リニューアル後の店内は、イエローの大理石で高級感を演出しながら、曲線を描く壁面や木材を随所に取り入れて温かみのある空間に仕上げた。メインエントランスがある2階をウィメンズフロア、3階をオーダーサロン併設のメンズフロアで構成する。
同店は2018年に都内最大級の旗艦店としてオープンした。従来は観光など六本木に遊びに来る層が主だったが、コロナ禍で客足が途絶えたことをきっかけにマーケットのニーズの見直しが進んだ。これまでの顧客層は、40代半ばを中心に男性7割、女性3割だった。リニューアルを主導した諸岡真人担当は、「メンズはドレスレーベルを中心に顧客商売が確立できていた一方で、洋服好きな女性が多いこのマーケットで女性客を取りこぼしていたことも大きな課題だった」と話す。
新たなターゲットは、「六本木を生活圏にしている人」だ。
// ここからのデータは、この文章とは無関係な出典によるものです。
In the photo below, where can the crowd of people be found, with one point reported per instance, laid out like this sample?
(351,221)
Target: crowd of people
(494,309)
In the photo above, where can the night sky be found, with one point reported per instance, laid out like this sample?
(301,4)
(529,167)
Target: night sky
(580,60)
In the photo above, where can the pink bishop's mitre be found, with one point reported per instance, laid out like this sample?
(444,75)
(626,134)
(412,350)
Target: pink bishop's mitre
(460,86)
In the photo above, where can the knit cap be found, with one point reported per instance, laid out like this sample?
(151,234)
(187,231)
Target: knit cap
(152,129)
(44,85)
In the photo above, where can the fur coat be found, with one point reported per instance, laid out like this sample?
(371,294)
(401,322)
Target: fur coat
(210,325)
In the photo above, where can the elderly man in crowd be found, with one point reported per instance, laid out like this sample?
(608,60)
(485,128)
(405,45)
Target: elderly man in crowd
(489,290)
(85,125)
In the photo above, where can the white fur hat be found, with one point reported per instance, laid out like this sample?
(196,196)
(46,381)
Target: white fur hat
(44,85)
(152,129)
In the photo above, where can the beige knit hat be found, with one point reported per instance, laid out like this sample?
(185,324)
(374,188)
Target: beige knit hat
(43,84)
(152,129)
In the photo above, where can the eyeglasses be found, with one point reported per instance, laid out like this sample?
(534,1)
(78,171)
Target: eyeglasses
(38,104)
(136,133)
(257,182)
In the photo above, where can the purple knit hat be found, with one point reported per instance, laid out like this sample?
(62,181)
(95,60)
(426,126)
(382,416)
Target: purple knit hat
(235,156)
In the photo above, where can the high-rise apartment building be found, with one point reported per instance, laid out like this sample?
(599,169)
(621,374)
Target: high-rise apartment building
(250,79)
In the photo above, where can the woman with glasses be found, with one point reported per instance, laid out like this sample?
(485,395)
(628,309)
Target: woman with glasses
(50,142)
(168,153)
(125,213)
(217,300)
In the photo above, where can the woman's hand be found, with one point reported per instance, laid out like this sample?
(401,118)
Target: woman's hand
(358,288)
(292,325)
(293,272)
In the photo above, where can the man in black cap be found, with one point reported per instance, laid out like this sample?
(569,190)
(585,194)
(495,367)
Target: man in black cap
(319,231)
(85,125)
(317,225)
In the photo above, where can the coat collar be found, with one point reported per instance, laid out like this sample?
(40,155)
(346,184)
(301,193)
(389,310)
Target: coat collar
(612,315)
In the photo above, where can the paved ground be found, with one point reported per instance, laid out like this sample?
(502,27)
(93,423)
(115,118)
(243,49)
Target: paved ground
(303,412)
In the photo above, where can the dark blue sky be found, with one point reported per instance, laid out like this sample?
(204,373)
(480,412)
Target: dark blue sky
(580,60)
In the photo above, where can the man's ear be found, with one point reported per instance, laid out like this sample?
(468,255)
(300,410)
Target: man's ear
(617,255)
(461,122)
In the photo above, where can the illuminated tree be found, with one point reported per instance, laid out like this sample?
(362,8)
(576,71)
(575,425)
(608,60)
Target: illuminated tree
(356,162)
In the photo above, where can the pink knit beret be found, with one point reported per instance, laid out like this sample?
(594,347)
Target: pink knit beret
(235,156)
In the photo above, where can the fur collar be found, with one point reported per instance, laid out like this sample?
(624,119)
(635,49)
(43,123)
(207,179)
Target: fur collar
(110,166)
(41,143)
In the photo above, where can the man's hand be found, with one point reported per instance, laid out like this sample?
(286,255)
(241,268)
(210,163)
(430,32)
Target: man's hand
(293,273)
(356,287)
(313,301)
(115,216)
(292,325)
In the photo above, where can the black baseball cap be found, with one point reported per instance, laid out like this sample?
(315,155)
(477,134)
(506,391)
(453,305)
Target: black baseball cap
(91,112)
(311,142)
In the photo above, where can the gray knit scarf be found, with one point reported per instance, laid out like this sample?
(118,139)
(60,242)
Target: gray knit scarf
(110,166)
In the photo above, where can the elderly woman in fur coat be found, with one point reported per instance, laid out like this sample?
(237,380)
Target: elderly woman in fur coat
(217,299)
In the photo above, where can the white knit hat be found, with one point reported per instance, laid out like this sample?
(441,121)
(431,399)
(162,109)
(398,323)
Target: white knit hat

「私自身6年ほど六本木に住んでいるが、この街に暮らす人々はただ高価なものを求めているわけでなく、“良いモノ”を日常に取り入れる生活を楽しんでいる印象だ。六本木の街で生活するお客さまに楽しんでもらえるかどうかという視点を大切に、ファッションが大好きな私たちが考える“良いモノ”を提案していきたい」と話し、若手富裕層から70〜80代の高齢層まで幅広く狙う。
同店では、ドレス・カジュアル・雑貨などの全11レーベルから同店にあう商品を、顧客の好みを知る店舗スタッフが仕入れ、レーベルを横断して販売する。商品配置だけでなく、レーベルごとに計画していた予算も店単位に変更した。諸岡担当は、「今の時代におけるラグジュアリーとは何か、大人とは何かを再考した。例えば、六本木店に訪れる若手富裕層の方々は精神的にとても成熟している。顧客の趣味嗜好が多様化しているなかでファッションの楽しさを伝えることだけを考えれば、お客さまにとってレーベルの壁は必要ないと考えた」と説明する。
現在店頭でのセレクト商品の比率は7割と高い。「セレクトショップ各社では、オリジナル商品の強化が進んでいるなかで時代と逆行している自覚はあるが、同時に勝算も見えている。すでにお客さまからは評価をいただいているし、客単価はリニューアル前の1.8倍になった」と手応えを語る。秋冬シーズン以降、さらに同店の特色を反映した商品ラインアップを強化し、店舗限定のポップアップショップなども企画していくという。